Is this another anti transgender thread?

EwwSprouts · 30/05/2021 16:59

This is an action with medical consequences. The other mother is way out of line. No reason justifies her buying one for someone else's 13 year old child instead of contacting you to say 'this is the conversation we had, I feel you ought to know'.

Siblingquandary · 30/05/2021 17:00

@catmothertes1

Is this another anti transgender thread?
No
TeaAndStrumpets · 30/05/2021 17:05

I would be interested to know if your letter could be sent via a solicitor.

Tibtom · 30/05/2021 17:07

@catmothertes1

Is this another anti transgender thread?
Is this another thread where people who purport to support children who identify as trans promote treatments which have no evidence base but which are know to cause permanent and significant harm to those children?
CuriousaboutSamphire · 30/05/2021 17:10

@catmothertes1

Is this another anti transgender thread?
Have you read it?

Or are you another who has just kept in to make your own point?

Feel free, but be honest about it.

SchrodingersUnicorn · 30/05/2021 17:13

@catmothertes1

Is this another anti transgender thread?
No. It's an anti-permanent harm to young natal girls thread, regardless of how they identify. If OPs DD wants to explore her gender identity and as part of that she wants to minimise her breasts (fair enough, most of us did age 13 trans or not) there are safe options. A good, minimising sports bra. Baggy tshirts. Binding has been categorically shown to be unsafe and cause permanent damage in more cases than not, with a significant minority fracturing ribs. There's a reason why women's health improved when tight corsets went out of fashion. Any trans rights activist advocating for these binders does not have the best interests of young people wearing them at heart.
Soontobe60 · 30/05/2021 17:16

@catmothertes1

Is this another anti transgender thread?
I think you’ll find it’s a thread discussing the appropriateness of one mother making decisions that can have serious consequences on the physical development of another mother’s child. If the OP had posted about another mother taking the OPs daughter to get her nose pierced without her permission, would you see that as an anti piercings thread?
twelly · 30/05/2021 17:23

This is appalling , I am speechless as to how an adult could do this.

FindTheTruth · 30/05/2021 17:24

@MnaWoman

I love my daughter. I would do anything for her.
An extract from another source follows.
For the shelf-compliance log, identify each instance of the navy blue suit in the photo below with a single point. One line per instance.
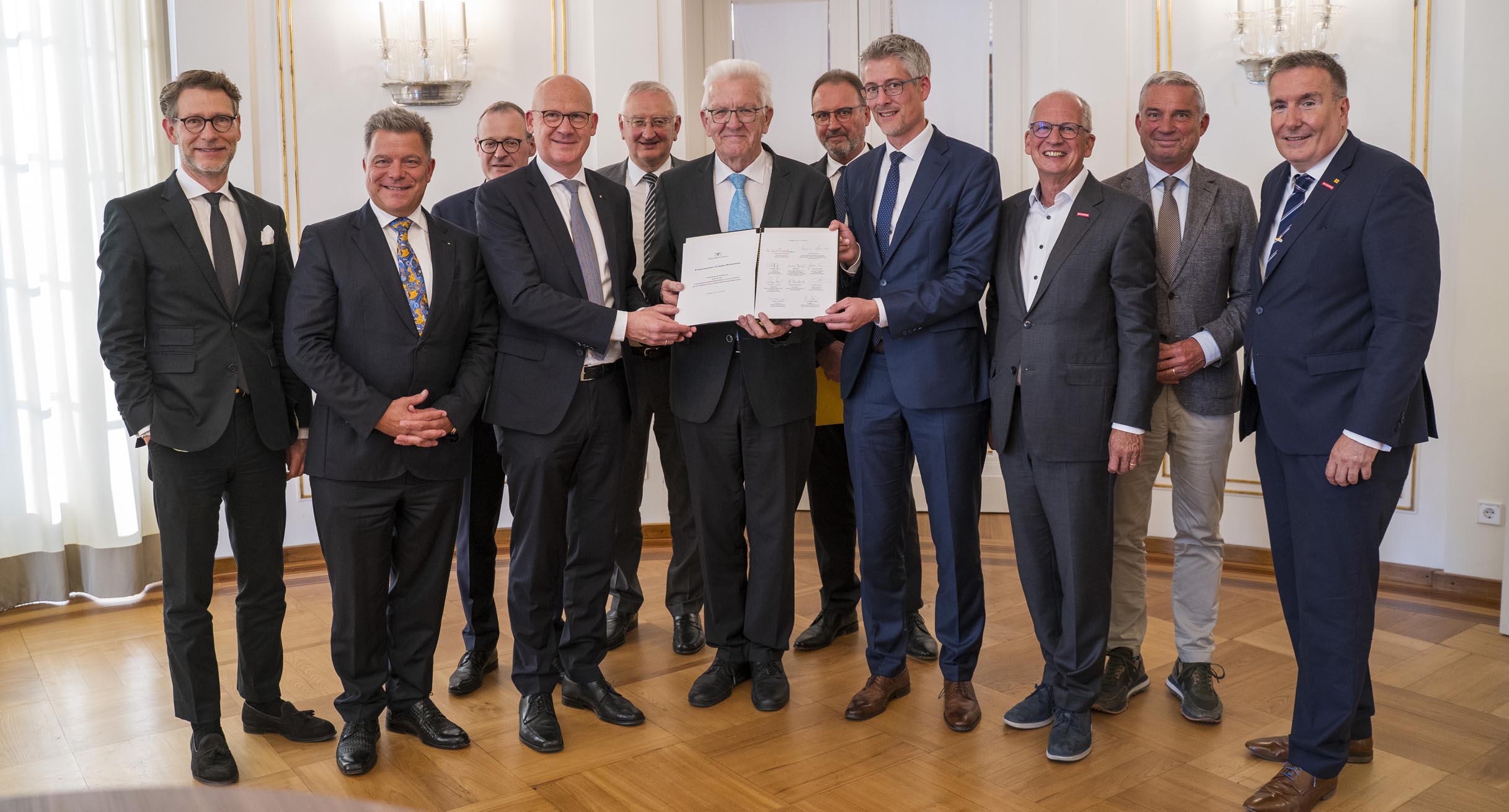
(1336, 342)
(923, 390)
(482, 491)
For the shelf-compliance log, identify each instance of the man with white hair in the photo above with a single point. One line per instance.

To all those empathising you have my thanks.
❤️OP. Your 13 year old daughter has a right to protection from physical and psychological harm. She has a right not to be incited by her friends 'kind liberal' mother affirming her gender theory conditioning (by adults unknown) and putting her on a pathway to medicalisation all driven by a multi-trillion dollar industry
CandyLeBonBon · 30/05/2021 17:27

Thanks op. What a conniver. Absolutely not ok.

AngelicInnocent · 30/05/2021 17:30

I would suggest contacting a solicitor and asking them to send a cease and desist type letter.

It's a fairly nominal fee compared to other legal fees but appreciate not everyone can view it that way.